Because the focus of the show is Chuck and Chuck is a regular guy, the show can’t really expand his world without making everyone in some way connected to the driving spy action of the show. So… every person Chuck has ever known in the past is a spy basically. His old roommate. His old girlfriend. His estranged father. His estranged father’s old roommate. It seems increasingly ridiculous the more you think about it, and the show is really designed to make you not think about that too hard as much as possible.

There’s also all the talk about making sure Chuck is not compromised and that his personal life be kept isolated from his spy life. And then there are episodes where someone decides that the ONLY way to get a keycard to a restricted area of a hospital (full of doctors and surgeons and techs and, by the way, not a frikkin’ spy-proof fortress) is to drug and steal it from Chuck’s soon-to-be brother-in-law. Really? I know you need to blend the two world’s somehow to heighten Chuck’s personal drama, but try and make things more plausible.

The show had lost me with a tease carried on too long. I was frustrated by the interaction of the two main characters, as they felt like they were growing increasingly distant in a fairly transparent plot to stretch out content for future episodes. This frustration with the main characters got me focusing very hard on the spy plots on the show, which are intended to be taken as light and fluffy vehicles for interaction for the main characters.

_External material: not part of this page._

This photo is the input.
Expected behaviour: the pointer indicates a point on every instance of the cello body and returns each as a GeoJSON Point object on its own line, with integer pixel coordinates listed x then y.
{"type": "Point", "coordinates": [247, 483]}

But when that falls apart, the show’s conceits seem more and more ridiculous.

And then, like magic, the show broke the streak. The penultimate episode of season 2 I found myself enjoying immensely. Should I be surprised that this is the same episode that Chuck and Sarah finally express their feelings for one another mutually? The episode basically picked up the show and shook it like an Etch-A-Sketch. Chuck’s brother-in-law-to-be learns he’s a spy (and this kind of a simple plot adjustment could make for EPISODES of fun), he is purged of the Intersect (his pretty much constant wish on the show), and he gets the girl. Even if for no other reason than to learn how the show will get itself back on track, I am now totally hooked once again, and I can enjoy my main characters the way I like them: flirty, mismatched, always-in-distress spies.

So, my very short point in a very long review is to be careful of the tease. Don’t drag it out longer than is reasonable. The minute you start to question “Is this getting old?”, it’s probably been old for a week or two already and you need to course correct. Your trick shouldn’t be withholding from the audience what they want. The trick should be coming up with obstacles that it seems you are actively trying to overcome so that you can give them what they want. The audience is your friend, and you need to at least make it seem as if you’re on their side.

  1. #1 by Abby on September 30, 2009 - 8:15 PM

    Amen completely!!! Great review.